Today, the World Health Organization officially declared that COVID-19, a novel coronavirus, has become a pandemic. We anticipate that this virus will pose many challenges to school districts and communities in the coming weeks and months. It is important for public school district boards of education to understand state laws regarding board meetings so that you have a plan in place to effectively maintain operations during this and future pandemics.
How frequently is a board of education required to meet?
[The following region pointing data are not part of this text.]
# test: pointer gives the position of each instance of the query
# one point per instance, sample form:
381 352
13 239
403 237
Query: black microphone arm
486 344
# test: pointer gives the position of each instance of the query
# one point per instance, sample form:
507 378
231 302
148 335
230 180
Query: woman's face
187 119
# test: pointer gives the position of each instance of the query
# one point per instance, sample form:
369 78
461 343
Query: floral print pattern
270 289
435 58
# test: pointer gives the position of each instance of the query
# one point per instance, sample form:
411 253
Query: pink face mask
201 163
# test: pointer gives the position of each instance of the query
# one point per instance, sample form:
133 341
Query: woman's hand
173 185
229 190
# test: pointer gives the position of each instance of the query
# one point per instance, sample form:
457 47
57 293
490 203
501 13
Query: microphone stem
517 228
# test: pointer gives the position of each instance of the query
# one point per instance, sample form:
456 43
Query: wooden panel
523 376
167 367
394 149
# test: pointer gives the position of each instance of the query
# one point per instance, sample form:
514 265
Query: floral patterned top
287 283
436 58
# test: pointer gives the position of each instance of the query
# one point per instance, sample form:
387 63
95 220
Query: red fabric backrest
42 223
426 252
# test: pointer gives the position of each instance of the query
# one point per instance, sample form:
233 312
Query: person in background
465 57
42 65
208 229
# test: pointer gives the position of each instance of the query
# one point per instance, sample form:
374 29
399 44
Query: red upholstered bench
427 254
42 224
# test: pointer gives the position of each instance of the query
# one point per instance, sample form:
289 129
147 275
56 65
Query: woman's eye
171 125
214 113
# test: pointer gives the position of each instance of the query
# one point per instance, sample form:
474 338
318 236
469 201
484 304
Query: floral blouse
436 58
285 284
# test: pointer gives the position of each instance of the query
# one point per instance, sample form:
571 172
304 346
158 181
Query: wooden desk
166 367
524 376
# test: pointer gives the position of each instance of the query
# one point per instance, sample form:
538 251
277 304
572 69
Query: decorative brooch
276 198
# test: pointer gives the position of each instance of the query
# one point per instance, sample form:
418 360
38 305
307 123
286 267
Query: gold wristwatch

Board of education must meet at least once every two months. Regular meetings are scheduled at the organizational meeting in January. A board of education may convene a special meeting by providing proper notice to the board members and the public. Board members must be notified of the special meeting at least two days prior to the event. Additionally, the board must announce special meetings at least 24 hours ahead of time to the public. With this said, the board of education may cancel meetings in its discretion. Notice of meeting cancellation should be provided as soon as possible.
May the Board of Education conduct a remote meeting online or by telephone?
Ohio’s Open Meetings Act, R.C. §121.22, requires a board of education to conduct meetings that are open to the public. Under state law, a member of a public body such as a school board must attend meetings in person. A public entity may not conduct a public meeting remotely unless the General Assembly has authorized it to do so. Boards of education have not yet been granted this authority. Typically, all meetings must be conducted in person and open to the public, even during a pandemic. The attorney general has declared as much in an opinion published in 2009, and concluded that a township could not meet remotely during a pandemic or other public health emergency, even to provide needed response services because this would interfere with the public’s ability to attend. Click here to access 2009 OAG 034.
UPDATE March 13th, 2020: the Ohio Attorney General issued a letter on March 13, 2020 following official orders issued by both the Ohio Governor Mike DeWine and the Ohio Department of Health Director Dr. Amy Acton which prohibited mass gatherings and also urged individuals to maintain adequate personal space. The Attorney General concluded that in light of this unusual public health emergency and in response to the executive orders, a member of a public body may “choose” to participate via telephone or video conference. Further, the public body may fulfill the requirement that meetings must be open to the public by streaming the meetings online or on television. The public body must meet all other Open Meetings requirements related to quorum, public notice and executive sessions. If the meetings are streamed over some type of technology, public bodies must publish information about how the public can access the meetings and ensure that discussions and deliberations of all participants are clearly heard. The Attorney General emphasized that public business must be allowed to continue in times such as these, but also clearly stated that this opportunity would apply in very narrow circumstances and only while the orders remained in effect. Click here to access the letter.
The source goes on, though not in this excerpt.